全国初!サイバー・フィジカル訓練も
燕市総合防災訓練、避難や災害対応確認
 新潟県燕市総合防災訓練が7月1日、燕市役所や分水福祉会館、各指定避難所などで行われた。午前中は住民避難訓練や、全国初となる研究機関と協働で行ったサイバー・フィジカル防災訓練、午後からは、関係機関の連携による災害現場対応訓練が行われた。

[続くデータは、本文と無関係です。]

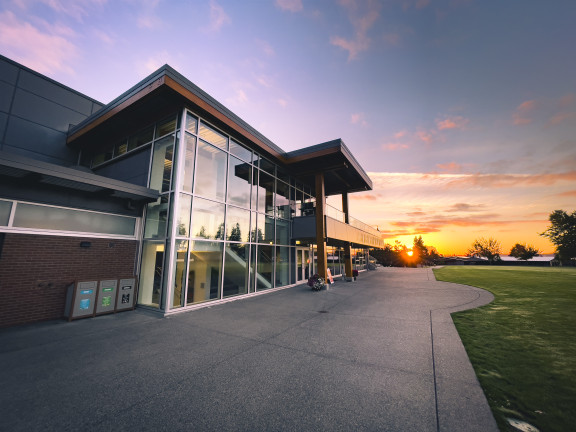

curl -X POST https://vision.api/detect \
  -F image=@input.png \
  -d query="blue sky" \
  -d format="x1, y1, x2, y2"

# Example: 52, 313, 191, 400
0, 0, 576, 253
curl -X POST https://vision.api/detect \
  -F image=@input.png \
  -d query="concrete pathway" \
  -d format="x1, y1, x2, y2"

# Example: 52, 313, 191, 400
0, 268, 498, 432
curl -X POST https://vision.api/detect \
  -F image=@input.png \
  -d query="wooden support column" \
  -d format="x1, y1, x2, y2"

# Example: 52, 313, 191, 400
342, 192, 352, 278
316, 173, 328, 281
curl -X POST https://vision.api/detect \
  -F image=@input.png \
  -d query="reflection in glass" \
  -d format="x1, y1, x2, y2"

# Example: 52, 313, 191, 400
258, 171, 274, 216
144, 195, 168, 238
228, 156, 252, 208
182, 133, 196, 193
276, 246, 290, 287
256, 245, 274, 291
276, 181, 291, 219
195, 141, 227, 201
190, 198, 224, 240
176, 194, 192, 237
198, 122, 228, 150
186, 112, 198, 134
276, 219, 290, 245
170, 240, 188, 309
12, 203, 136, 236
222, 243, 250, 297
0, 200, 12, 226
150, 135, 174, 192
186, 241, 223, 304
230, 140, 252, 162
138, 240, 164, 307
226, 206, 250, 242
259, 158, 276, 175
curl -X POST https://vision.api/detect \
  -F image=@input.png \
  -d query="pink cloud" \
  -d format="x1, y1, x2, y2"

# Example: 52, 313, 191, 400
0, 11, 78, 75
548, 111, 576, 125
350, 113, 368, 126
330, 0, 381, 61
276, 0, 304, 12
436, 116, 470, 130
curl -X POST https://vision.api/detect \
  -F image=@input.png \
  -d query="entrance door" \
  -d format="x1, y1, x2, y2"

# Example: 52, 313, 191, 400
296, 248, 310, 282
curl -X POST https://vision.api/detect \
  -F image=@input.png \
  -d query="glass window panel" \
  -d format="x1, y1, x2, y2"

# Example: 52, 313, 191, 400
222, 243, 250, 297
255, 245, 274, 291
228, 156, 252, 208
176, 194, 192, 237
13, 203, 136, 236
186, 112, 198, 134
0, 200, 12, 226
194, 141, 228, 201
259, 158, 276, 175
290, 187, 302, 217
156, 116, 176, 138
230, 140, 252, 162
258, 213, 274, 244
198, 122, 228, 150
128, 126, 154, 151
276, 181, 291, 219
302, 194, 314, 216
258, 171, 274, 215
186, 241, 224, 304
138, 241, 164, 307
114, 140, 128, 157
150, 135, 174, 192
144, 195, 168, 238
226, 206, 250, 242
190, 198, 224, 240
276, 219, 290, 245
182, 133, 196, 193
170, 240, 188, 309
276, 246, 290, 287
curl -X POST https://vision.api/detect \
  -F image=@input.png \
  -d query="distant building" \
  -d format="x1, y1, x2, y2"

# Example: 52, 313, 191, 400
0, 56, 384, 326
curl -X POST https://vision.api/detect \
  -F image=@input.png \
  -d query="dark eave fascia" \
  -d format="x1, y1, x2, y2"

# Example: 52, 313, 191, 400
66, 65, 285, 163
0, 151, 160, 202
285, 139, 372, 190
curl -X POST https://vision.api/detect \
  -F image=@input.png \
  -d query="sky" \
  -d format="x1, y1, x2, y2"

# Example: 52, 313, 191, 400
0, 0, 576, 255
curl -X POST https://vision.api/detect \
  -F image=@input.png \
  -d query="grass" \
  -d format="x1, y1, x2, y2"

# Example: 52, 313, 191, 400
434, 266, 576, 432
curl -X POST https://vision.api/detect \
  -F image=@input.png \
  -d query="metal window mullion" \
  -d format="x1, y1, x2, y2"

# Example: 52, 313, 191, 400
163, 109, 186, 310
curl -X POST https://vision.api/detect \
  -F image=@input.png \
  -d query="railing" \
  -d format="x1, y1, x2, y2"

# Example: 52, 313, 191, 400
326, 204, 382, 237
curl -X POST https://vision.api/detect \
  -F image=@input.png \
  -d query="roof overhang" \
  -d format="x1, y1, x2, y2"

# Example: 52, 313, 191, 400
67, 65, 372, 195
286, 139, 372, 195
0, 151, 160, 203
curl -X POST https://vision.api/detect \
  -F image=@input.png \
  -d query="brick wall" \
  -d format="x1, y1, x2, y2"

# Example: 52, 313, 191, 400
0, 234, 138, 327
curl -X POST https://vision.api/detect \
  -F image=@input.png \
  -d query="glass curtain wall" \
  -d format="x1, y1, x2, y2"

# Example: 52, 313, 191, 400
139, 110, 314, 310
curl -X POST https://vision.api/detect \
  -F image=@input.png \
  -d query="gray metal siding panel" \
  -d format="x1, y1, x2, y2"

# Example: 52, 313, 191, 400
93, 149, 151, 187
3, 116, 77, 165
0, 81, 14, 113
18, 70, 92, 116
0, 58, 18, 85
12, 89, 86, 132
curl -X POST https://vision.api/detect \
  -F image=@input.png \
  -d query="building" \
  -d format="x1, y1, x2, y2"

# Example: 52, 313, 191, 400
0, 57, 383, 326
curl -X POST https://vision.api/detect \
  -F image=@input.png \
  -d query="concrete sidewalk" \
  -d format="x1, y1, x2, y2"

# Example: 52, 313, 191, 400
0, 268, 498, 432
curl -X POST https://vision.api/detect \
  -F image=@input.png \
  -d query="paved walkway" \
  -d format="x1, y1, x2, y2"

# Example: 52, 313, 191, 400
0, 268, 497, 432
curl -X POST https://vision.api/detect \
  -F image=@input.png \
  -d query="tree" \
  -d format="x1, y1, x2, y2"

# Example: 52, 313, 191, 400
540, 210, 576, 262
468, 237, 502, 264
508, 243, 540, 261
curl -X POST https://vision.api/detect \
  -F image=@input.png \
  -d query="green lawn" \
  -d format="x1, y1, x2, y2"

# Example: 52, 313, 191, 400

 サイバー・フィジカル防災訓練は、筑波大学、富山大学、京都大学などによる「CREST CyborgCrowdプロジェクト」と協働して行われたもので、ドローンによる上空からの情報集と避難住民からの報告、AIによる情報処理、そして、ドローンによる映像を見た地域外住民の連携により、道路陥没、水道管破裂、家屋倒壊などの被災個所を特定、共有し、その情報から、対応策を検討するというシステム。1日は、柳山地区で試験的に行われ、ドローンの操作、情報の収集などは避難場所の市立小池小学校が拠点となった。

 防災訓練が始まる午前9時のサイレンと同時に、小池小学校から3機のドローンが飛び立ち、柳山地区を上空から撮影。撮影した情報は、体育館内のモニターなどに映し出された。この日は、被災個所については事前に赤い○や△を付けた。

 ドローンから情報が届けられると、モニター上の地図に○や△などの印が落とし込まれ、避難訓練開始から30分ほどが経過した午前9時30分ころになると、指定避難所の体育館内に続々と地域住民が避難し、柳山地区の住民は、プロジェクトのメンバーに教わりながら、途中で見かけた被災個所を入力した。

 地域住民とドローン、AI、そして、1日は地域外住民をプロジェクトに参加する京都大学と筑波大学の学生が行い、被災個所の特定が迅速に進められ、その情報は、燕市役所の災害対策本部にも届けられ、検討材料となった。